Ah! A refreshing break from the "what you think you know is wrong" books that I've been reading (and reading, and rereading) lately! Also, it is a book club selection for the book club whose meeting I am supposed to be attending at this very moment, but that, for reasons unbeknownst even to me, I am not. Hmm.
Anyway, Sebald's THE LOVELY BONES is an interesting contrast between innocence and corruption as the narrator, fourteen-year-old Susie Salmon, is raped and murdered by a neighbor in the first few pages of the book. How is it, then, that she's narrating? Why, she's narrating from heaven, an concept that Sebald uses to her characters' advantage to flesh out the story of the Salmon family in the years after Susie's death. She chronicles the various expressions of grief through Susie, who watches over them from heaven (and thus is granted an omniscient status that allows her to see and sympathize with the private thoughts of her parents and siblings) and struggles, at points, to intervene and reveal the identity of her killer.

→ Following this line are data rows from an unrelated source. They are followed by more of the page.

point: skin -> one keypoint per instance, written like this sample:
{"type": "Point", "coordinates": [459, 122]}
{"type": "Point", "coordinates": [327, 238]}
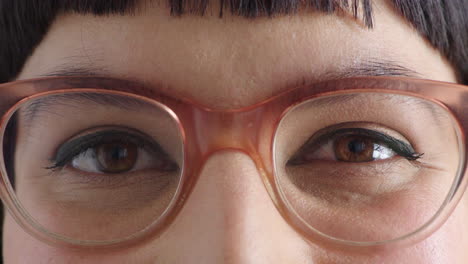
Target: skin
{"type": "Point", "coordinates": [229, 217]}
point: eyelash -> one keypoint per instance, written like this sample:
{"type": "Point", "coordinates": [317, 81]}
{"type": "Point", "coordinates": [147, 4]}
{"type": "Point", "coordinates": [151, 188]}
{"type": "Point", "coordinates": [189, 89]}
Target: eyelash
{"type": "Point", "coordinates": [399, 147]}
{"type": "Point", "coordinates": [71, 149]}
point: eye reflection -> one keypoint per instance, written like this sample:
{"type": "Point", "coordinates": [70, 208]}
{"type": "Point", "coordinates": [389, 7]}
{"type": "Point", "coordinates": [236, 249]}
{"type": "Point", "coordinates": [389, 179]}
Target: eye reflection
{"type": "Point", "coordinates": [112, 152]}
{"type": "Point", "coordinates": [352, 145]}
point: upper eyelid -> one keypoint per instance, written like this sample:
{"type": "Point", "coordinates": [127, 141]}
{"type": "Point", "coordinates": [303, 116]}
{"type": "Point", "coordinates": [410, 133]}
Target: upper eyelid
{"type": "Point", "coordinates": [403, 149]}
{"type": "Point", "coordinates": [147, 144]}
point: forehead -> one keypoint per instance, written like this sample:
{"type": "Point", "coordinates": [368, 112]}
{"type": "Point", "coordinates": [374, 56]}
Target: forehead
{"type": "Point", "coordinates": [231, 61]}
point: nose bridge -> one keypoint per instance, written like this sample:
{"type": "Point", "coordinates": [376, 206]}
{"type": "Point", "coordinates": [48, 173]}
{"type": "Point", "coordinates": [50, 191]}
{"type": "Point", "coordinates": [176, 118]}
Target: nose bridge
{"type": "Point", "coordinates": [227, 130]}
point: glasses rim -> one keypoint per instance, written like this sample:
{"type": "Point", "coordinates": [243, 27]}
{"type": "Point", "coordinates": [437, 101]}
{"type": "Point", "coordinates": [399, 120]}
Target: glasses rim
{"type": "Point", "coordinates": [26, 90]}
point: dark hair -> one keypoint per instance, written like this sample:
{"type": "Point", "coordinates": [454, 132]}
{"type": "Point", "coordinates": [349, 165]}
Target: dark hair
{"type": "Point", "coordinates": [23, 23]}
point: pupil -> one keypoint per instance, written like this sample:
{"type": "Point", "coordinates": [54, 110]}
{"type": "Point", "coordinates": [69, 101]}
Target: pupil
{"type": "Point", "coordinates": [116, 157]}
{"type": "Point", "coordinates": [118, 153]}
{"type": "Point", "coordinates": [356, 146]}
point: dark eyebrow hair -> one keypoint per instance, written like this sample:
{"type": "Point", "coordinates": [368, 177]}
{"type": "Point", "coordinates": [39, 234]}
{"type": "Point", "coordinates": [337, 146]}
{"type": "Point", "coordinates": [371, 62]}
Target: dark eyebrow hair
{"type": "Point", "coordinates": [371, 67]}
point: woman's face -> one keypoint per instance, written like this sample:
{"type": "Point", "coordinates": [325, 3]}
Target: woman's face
{"type": "Point", "coordinates": [225, 63]}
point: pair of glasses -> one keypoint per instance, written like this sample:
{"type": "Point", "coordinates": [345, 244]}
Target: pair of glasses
{"type": "Point", "coordinates": [363, 162]}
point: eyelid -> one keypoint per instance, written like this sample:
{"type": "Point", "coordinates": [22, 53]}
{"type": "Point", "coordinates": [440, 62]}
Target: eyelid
{"type": "Point", "coordinates": [401, 148]}
{"type": "Point", "coordinates": [70, 149]}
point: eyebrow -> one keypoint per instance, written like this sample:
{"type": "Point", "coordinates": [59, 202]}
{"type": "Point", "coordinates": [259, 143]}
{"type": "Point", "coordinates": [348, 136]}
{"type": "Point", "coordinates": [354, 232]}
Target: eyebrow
{"type": "Point", "coordinates": [369, 68]}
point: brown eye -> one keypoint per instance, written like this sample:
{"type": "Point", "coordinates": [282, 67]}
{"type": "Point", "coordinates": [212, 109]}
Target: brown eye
{"type": "Point", "coordinates": [354, 149]}
{"type": "Point", "coordinates": [116, 157]}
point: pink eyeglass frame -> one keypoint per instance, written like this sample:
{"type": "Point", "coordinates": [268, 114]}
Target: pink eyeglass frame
{"type": "Point", "coordinates": [248, 130]}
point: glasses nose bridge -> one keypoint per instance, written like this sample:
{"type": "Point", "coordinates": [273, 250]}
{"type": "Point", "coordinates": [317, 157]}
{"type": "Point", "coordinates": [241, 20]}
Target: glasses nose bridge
{"type": "Point", "coordinates": [228, 130]}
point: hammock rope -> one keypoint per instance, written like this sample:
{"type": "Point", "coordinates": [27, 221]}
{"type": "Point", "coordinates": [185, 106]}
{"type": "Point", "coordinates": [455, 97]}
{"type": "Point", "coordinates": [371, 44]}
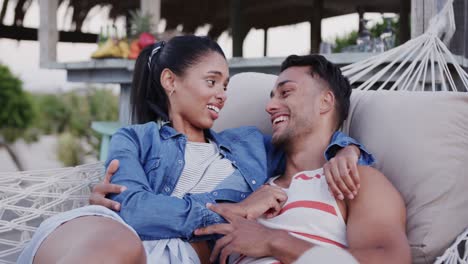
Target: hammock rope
{"type": "Point", "coordinates": [421, 64]}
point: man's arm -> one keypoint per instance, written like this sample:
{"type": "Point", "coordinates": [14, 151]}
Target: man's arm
{"type": "Point", "coordinates": [375, 229]}
{"type": "Point", "coordinates": [375, 226]}
{"type": "Point", "coordinates": [377, 221]}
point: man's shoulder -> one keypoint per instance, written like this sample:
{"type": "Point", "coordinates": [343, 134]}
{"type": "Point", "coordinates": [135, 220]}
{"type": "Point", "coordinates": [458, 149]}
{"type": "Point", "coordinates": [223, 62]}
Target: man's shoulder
{"type": "Point", "coordinates": [375, 187]}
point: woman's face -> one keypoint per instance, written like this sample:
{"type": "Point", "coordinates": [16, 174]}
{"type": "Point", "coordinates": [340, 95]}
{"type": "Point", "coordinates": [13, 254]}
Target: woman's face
{"type": "Point", "coordinates": [200, 93]}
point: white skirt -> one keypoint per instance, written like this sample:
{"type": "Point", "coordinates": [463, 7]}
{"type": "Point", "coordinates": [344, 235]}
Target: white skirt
{"type": "Point", "coordinates": [166, 251]}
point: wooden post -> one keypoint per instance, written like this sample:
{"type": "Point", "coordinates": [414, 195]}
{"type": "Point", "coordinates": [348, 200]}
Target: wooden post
{"type": "Point", "coordinates": [48, 33]}
{"type": "Point", "coordinates": [235, 20]}
{"type": "Point", "coordinates": [152, 7]}
{"type": "Point", "coordinates": [316, 26]}
{"type": "Point", "coordinates": [125, 110]}
{"type": "Point", "coordinates": [421, 13]}
{"type": "Point", "coordinates": [405, 9]}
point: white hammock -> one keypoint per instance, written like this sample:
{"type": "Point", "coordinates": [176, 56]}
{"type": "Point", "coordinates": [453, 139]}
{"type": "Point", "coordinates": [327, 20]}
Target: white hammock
{"type": "Point", "coordinates": [423, 63]}
{"type": "Point", "coordinates": [29, 197]}
{"type": "Point", "coordinates": [420, 64]}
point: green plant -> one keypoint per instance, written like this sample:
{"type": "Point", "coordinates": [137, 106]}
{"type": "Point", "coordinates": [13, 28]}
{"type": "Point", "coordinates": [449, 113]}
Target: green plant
{"type": "Point", "coordinates": [70, 115]}
{"type": "Point", "coordinates": [17, 112]}
{"type": "Point", "coordinates": [70, 150]}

This is a murder mystery working backwards, as we, the readers, know from the start every detail of the crime but can no more impress our knowledge onto the other characters than Susie can. The heavens revealed in Sebald's book are wonderful, and I was pleased that the story veered sharply away, at the last minute, from the predictable ending that I'd felt certain was coming. THE LOVELY BONES is a great book to throw in between Camus and Kafka because, though it does give you plenty to think about, it does not make your head ache from the strain of thinking.